O profeta recordou a grande decepção do Senhor com Israel, que, embora coberta de cuidado (“Cobri-te com vestes bordadas, calcei-te com sapatos de couro fino, cingi-te com uma faixa de linho e te cobri com seda” (Ez 16,10). O traíra, deixando-se seduzir por outras vozes: “No meio de todas as tuas abominações e prostituições não te lembraste da tua juventude” (Ez 16, 22). Ezequiel descreveu o Exílio profeticamente, como uma ocasião que exigia a conversão de um povo rebelde e pecaminoso que deveria adquirir “um coração novo” (Ez 36,26).
Em suas alegorias, a flora representa o destino das nações. Ao contar a Parábola da Videira (Ez 17), ele utilizou a imagem de uma videira plantada em terra fértil e junto a muitas águas (v. 8) para simbolizar o reino de Judá e suas alianças. O destino da videira, em prosperar ou ser arrancada por águias (potências estrangeiras), espelha o futuro de Israel.

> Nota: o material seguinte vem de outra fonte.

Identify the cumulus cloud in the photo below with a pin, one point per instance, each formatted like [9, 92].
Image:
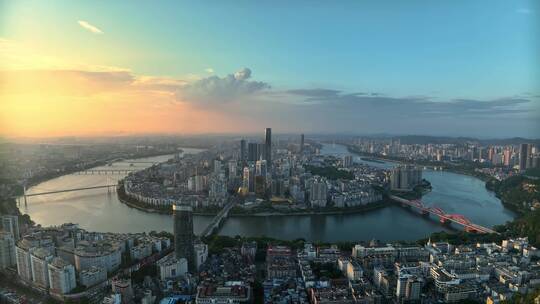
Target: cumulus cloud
[419, 106]
[89, 27]
[217, 90]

Em outra passagem (Ez 31), ele compara o Faraó do Egito a um magnífico cedro do Líbano, a árvore mais imponente do ‘jardim de Deus’. Essa descrição de grandeza é seguida pela sua queda, mostrando que até mesmo a natureza mais poderosa sucumbe ao julgamento divino (cf. Ez 31, 8. 18).

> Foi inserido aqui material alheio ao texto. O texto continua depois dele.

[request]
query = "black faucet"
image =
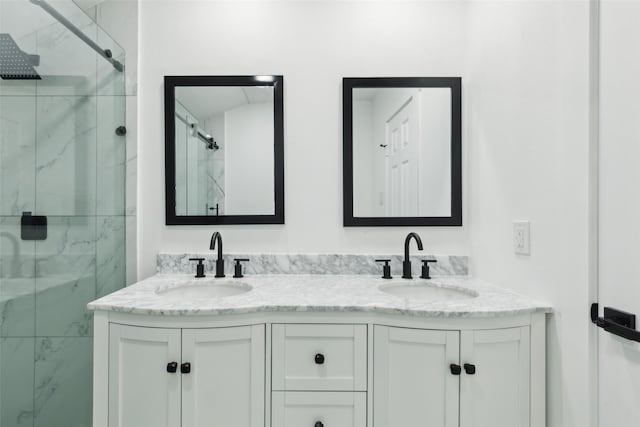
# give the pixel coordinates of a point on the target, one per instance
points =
(219, 262)
(406, 264)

Contudo, a mensagem final é de restauração. Como sinal de esperança, Deus promete plantar um pequeno rebento de cedro no alto de uma montanha, que se tornará um cedro majestoso, servindo de morada para toda espécie de aves (cf. Ez 17,22-24), um símbolo da restauração do reino de Davi.

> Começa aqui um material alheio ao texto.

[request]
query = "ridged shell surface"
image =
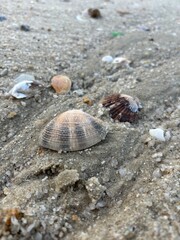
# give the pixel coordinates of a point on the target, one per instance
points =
(71, 131)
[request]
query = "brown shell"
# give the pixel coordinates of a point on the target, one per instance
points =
(123, 108)
(71, 131)
(61, 84)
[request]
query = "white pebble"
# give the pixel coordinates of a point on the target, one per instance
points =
(157, 133)
(107, 59)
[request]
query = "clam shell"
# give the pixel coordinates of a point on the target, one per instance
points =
(71, 131)
(122, 107)
(61, 84)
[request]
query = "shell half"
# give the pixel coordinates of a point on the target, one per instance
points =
(123, 108)
(72, 131)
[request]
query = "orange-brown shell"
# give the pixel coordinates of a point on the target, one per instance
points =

Quando chegou a sua vez de falar na Conferência do clima, o som de seu cajado, demarcando passos ritmados, chamou a atenção. Após tocar o microfone, ele começou lembrando a importância das águas, que por onde passam, derramam vida por todo canto:
“Aonde o rio chegar, todos os animais que ali se movem poderão viver. Haverá peixes em quantidade, pois ali desembocam as águas que trazem saúde; e haverá vida aonde chegar o rio. Nas margens junto ao rio, de ambos os lados, crescerá toda espécie de árvores frutíferas; suas folhas não murcharão e seus frutos jamais se acabarão: cada mês darão novos frutos, pois as águas que banham as árvores saem do santuário. Seus frutos servirão de alimento e suas folhas serão remédio” (Ez 47, 9.12).
A voz de Ezequiel foi ouvida em profundo silêncio. Ao terminar, não foi aplaudido, mas deixou todos atônitos, pensativos sobre o futuro. Assim como alertou sobre o risco do exílio em sua época, ele agora levanta a voz para alertar sobre o futuro do Planeta. Se seu clamor será ou não ouvido, veremos nos desdobramentos da COP 30.